Le parcours n’est pas passé inaperçu. À l’occasion de sa première année d’existence, la Fondation Jonathan Muyumba a dressé son bilan annuel le samedi 5 septembre 2026, à l’immeuble New Pacifique, dans la commune de Lingwala. Devant les professionnels des médias, Jonathan Muyumba, président de la structure éponyme, a présenté la structuration de sa fondation et levé le voile sur ses nouvelles ambitions.
Au compteur: 33 fiches d’archives, dont 26 actions humanitaires, 5 actions de gouvernance et 2 missions d’exploration. Sur les 26 actions humanitaires, Jonathan Muyumba a voulu démontrer l’attachement indéfectible de sa fondation aux personnes vulnérables, sans distinction de race ni d’âge. La liste des bénéficiaires est longue, preuve d’une approche inclusive qui ne laisse personne de côté: orphelins, vieillards, veuves, sans-abri, enfants de la rue communément appelés «shegués», écoliers en rupture de scolarité, maraîchers en difficulté, patients abandonnés dans les hôpitaux, enfants autistes et plusieurs autres catégories souvent ignorées des grands programmes.

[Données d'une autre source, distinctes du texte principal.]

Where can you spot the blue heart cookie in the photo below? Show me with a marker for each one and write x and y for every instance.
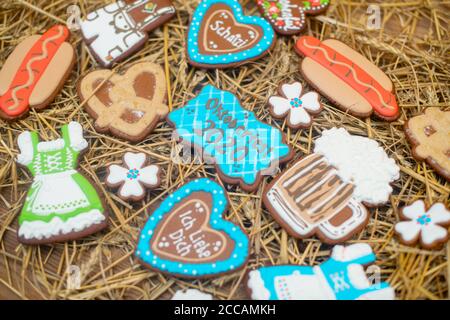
(242, 147)
(220, 36)
(187, 236)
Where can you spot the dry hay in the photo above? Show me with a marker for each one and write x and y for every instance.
(412, 47)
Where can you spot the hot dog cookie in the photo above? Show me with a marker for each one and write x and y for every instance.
(429, 133)
(344, 76)
(35, 72)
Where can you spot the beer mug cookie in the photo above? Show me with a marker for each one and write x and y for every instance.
(121, 28)
(127, 105)
(342, 277)
(324, 193)
(35, 71)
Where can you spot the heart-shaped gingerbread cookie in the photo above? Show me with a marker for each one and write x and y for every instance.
(220, 36)
(186, 236)
(127, 105)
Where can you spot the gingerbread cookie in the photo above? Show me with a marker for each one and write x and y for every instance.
(358, 86)
(188, 237)
(429, 135)
(242, 147)
(427, 227)
(294, 106)
(35, 71)
(61, 204)
(288, 17)
(128, 105)
(121, 28)
(221, 36)
(342, 277)
(133, 177)
(324, 193)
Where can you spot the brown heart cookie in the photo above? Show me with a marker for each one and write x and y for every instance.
(221, 36)
(187, 236)
(127, 105)
(429, 133)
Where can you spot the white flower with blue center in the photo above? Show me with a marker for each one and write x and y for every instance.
(133, 177)
(296, 106)
(429, 227)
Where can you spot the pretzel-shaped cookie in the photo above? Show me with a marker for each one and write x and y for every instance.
(127, 105)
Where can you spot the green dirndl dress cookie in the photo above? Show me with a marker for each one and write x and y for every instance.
(61, 204)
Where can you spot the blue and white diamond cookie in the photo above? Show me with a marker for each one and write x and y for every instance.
(221, 36)
(187, 236)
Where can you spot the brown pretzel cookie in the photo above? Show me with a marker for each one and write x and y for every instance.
(129, 105)
(429, 134)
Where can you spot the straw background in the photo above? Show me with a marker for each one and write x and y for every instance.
(412, 47)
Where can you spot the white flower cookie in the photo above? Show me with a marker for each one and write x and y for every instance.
(429, 227)
(133, 177)
(296, 107)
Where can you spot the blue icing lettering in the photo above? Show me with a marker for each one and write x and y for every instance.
(244, 46)
(242, 146)
(174, 239)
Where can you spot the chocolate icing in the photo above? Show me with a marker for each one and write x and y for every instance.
(220, 17)
(186, 235)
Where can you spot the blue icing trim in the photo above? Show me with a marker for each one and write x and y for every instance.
(330, 280)
(237, 257)
(227, 58)
(241, 145)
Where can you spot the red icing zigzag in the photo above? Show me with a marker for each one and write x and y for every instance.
(16, 100)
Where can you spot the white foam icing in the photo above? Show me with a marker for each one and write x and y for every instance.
(360, 161)
(191, 294)
(43, 230)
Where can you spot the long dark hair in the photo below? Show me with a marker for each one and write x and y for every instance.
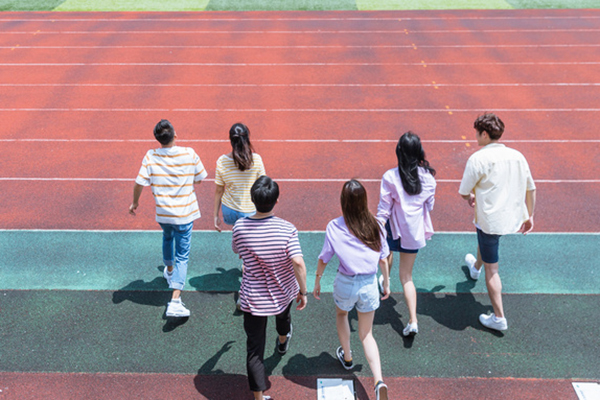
(410, 156)
(358, 218)
(239, 136)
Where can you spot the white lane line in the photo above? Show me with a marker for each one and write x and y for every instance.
(473, 46)
(326, 180)
(359, 141)
(383, 85)
(295, 110)
(401, 17)
(297, 32)
(308, 64)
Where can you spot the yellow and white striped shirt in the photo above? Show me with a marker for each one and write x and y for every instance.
(238, 183)
(172, 172)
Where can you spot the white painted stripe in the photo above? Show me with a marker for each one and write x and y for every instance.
(342, 110)
(296, 140)
(52, 18)
(311, 64)
(326, 180)
(383, 85)
(296, 32)
(455, 46)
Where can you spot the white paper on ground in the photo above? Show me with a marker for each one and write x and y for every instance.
(335, 389)
(587, 390)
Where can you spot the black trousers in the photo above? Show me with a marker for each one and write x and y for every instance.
(256, 332)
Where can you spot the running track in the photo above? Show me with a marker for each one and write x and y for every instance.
(325, 95)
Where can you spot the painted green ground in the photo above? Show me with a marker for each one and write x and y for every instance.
(549, 336)
(256, 5)
(130, 260)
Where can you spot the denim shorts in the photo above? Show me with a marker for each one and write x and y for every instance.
(230, 215)
(359, 290)
(395, 244)
(488, 246)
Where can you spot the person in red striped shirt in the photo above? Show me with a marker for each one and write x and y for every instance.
(274, 275)
(172, 171)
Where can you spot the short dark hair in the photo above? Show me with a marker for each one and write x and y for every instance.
(264, 193)
(164, 132)
(491, 124)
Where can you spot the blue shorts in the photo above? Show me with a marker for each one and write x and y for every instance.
(488, 246)
(230, 215)
(395, 244)
(359, 290)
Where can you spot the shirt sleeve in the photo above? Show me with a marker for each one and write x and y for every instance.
(199, 170)
(384, 208)
(143, 177)
(327, 252)
(470, 178)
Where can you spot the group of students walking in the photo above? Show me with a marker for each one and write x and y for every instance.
(496, 182)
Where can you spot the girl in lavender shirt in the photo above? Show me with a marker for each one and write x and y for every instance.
(358, 241)
(406, 199)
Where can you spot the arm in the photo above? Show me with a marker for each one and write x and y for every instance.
(385, 271)
(300, 272)
(137, 192)
(530, 202)
(219, 190)
(320, 269)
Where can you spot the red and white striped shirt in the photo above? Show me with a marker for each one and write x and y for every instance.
(267, 246)
(172, 172)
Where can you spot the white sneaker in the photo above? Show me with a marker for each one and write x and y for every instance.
(491, 322)
(167, 276)
(177, 309)
(410, 329)
(474, 272)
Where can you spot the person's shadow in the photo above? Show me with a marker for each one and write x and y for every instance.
(455, 311)
(303, 371)
(215, 384)
(155, 293)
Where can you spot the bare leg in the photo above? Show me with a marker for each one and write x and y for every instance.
(407, 261)
(365, 333)
(343, 328)
(494, 286)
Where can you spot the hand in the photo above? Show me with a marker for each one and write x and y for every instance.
(317, 291)
(527, 226)
(132, 208)
(302, 300)
(471, 200)
(386, 289)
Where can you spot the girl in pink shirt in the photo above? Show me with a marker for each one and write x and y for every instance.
(405, 202)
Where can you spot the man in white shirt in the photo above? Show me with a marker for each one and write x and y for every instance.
(171, 171)
(498, 184)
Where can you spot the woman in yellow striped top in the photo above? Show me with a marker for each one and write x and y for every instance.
(236, 173)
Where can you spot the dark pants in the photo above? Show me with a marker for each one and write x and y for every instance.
(256, 331)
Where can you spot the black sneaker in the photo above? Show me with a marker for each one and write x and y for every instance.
(282, 347)
(346, 364)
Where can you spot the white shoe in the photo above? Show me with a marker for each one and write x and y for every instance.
(167, 276)
(177, 309)
(410, 329)
(474, 272)
(491, 322)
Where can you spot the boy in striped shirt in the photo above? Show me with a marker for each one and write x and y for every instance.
(274, 275)
(171, 171)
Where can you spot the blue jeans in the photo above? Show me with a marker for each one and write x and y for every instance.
(230, 215)
(182, 235)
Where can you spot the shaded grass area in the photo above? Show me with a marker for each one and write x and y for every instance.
(549, 336)
(131, 260)
(311, 5)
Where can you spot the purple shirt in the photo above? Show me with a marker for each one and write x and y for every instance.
(355, 257)
(409, 215)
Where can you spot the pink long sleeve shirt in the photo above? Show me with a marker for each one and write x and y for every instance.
(409, 215)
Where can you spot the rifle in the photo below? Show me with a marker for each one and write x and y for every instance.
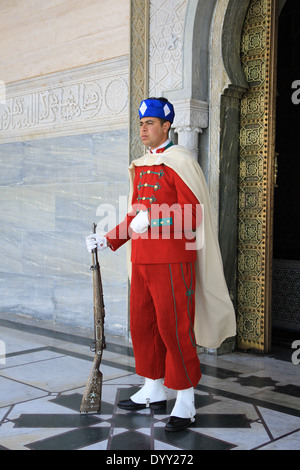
(91, 400)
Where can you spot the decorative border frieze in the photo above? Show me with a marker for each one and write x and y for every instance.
(87, 99)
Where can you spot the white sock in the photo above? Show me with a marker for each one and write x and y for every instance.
(153, 391)
(185, 404)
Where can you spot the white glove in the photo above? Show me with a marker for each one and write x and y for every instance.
(94, 241)
(140, 223)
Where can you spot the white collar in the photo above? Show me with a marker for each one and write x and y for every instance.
(161, 146)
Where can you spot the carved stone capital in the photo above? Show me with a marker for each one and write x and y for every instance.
(191, 117)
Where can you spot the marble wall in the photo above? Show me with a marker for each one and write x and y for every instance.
(50, 190)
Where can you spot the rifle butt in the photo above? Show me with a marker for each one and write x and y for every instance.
(91, 400)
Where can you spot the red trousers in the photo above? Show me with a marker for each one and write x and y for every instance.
(162, 310)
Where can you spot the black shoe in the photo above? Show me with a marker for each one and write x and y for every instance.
(129, 405)
(178, 424)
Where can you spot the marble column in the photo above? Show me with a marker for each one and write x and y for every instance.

Des interventions de proximité qui ont permis, selon les chiffres avancés par la fondation, d’atteindre plus de 8 500 bénéficiaires directs et plus de 25 000 bénéficiaires indirects. Un impact déployé à travers quatre villes et deux pays: la RD-Congo, principal champ d’action, et la République du Congo, où la fondation commence à tisser sa toile.
De Mbanza-Ngungu à Brazzaville, deux missions qui élargissent la vision
Quittant le seul aspect de l’assistance humanitaire d’urgence, le président de la fondation a souligné que l’année a également été marquée par deux missions d’exploration et de coopération majeures, qui traduisent une volonté d’aller au-delà du simple don. La première mission a conduit la délégation dans la province du Kongo-Central, précisément à Mbanza-Ngungu, où la fondation a été l’invitée d’honneur de l’Université Kongo, la première université communautaire de la RD-Congo. Une visite qui n’a pas été que protocolaire.
La fondation dit avoir inspecté, parrainé et accompagné les nouvelles recrues de cette institution, jusqu’à participer activement à l’organisation de l’accueil des nouveaux étudiants et à un match de football de cohésion. La seconde mission, elle, a permis à la structure de consolider et d’élargir sa vision au-delà des frontières nationales. Elle s’est matérialisée par la signature d’un partenariat physique de taille avec «HC Sport», une entreprise basée en République du Congo qui émerge dans l’impression de t-shirts, bâches, flyers, képis et autres accessoires de visibilité.
Selon Jonathan Muyumba, ce partenariat n’est pas anodin. Il témoigne de la volonté de la fondation de bâtir des partenariats Sud-Sud capables de porter durablement ses programmes en faveur de la jeunesse et de la solidarité. «Au-delà des chiffres, cette première année nous a permis de transformer notre vision en actes concrets, notamment dans la protection de l’enfance, la santé, l’éducation, la sécurité alimentaire, l’emploi, la jeunesse et l’autonomisation», a déclaré le président de la fondation.
L’entrepreneuriat comme nouvel axe fort
La Fondation Jonathan Muyumba ne veut plus seulement répondre aux urgences. Dans cette perspective, l’entrepreneuriat s’est imposé, à l’issue des échanges, comme l’un des axes forts des prochaines actions. Plusieurs projets entrepreneuriaux ont ainsi été retenus, ouvrant la voie à une approche davantage orientée vers l’autonomisation, les projets générateurs de revenus et la création d’emplois pour les jeunes. L’objectif affiché est clair: ne plus seulement assister, mais contribuer progressivement à rendre les bénéficiaires eux-mêmes acteurs de leur propre avenir, capables de se prendre en charge. Par ailleurs, cette rencontre représente le trait d’union entre ce qui a été fait et ce qui reste à faire.
D’un côté, une année d’expérimentation, de tâtonnements et d’actions courageuses sur le terrain. De l’autre, une nouvelle phase qui s’annonce, celle de la consolidation, du partenariat fécond et de l’autonomisation durable. Un an d’exercice, un impact qui parle de lui-même. Une nouvelle vision qui s’affirme, de nouvelles ambitions qui se lèvent, mais une même détermination qui demeure: celle de ne jamais laisser l’amour d’autrui à l’état de mot, mais de le traduire, inlassablement, en actions concrètes qui changent des vies.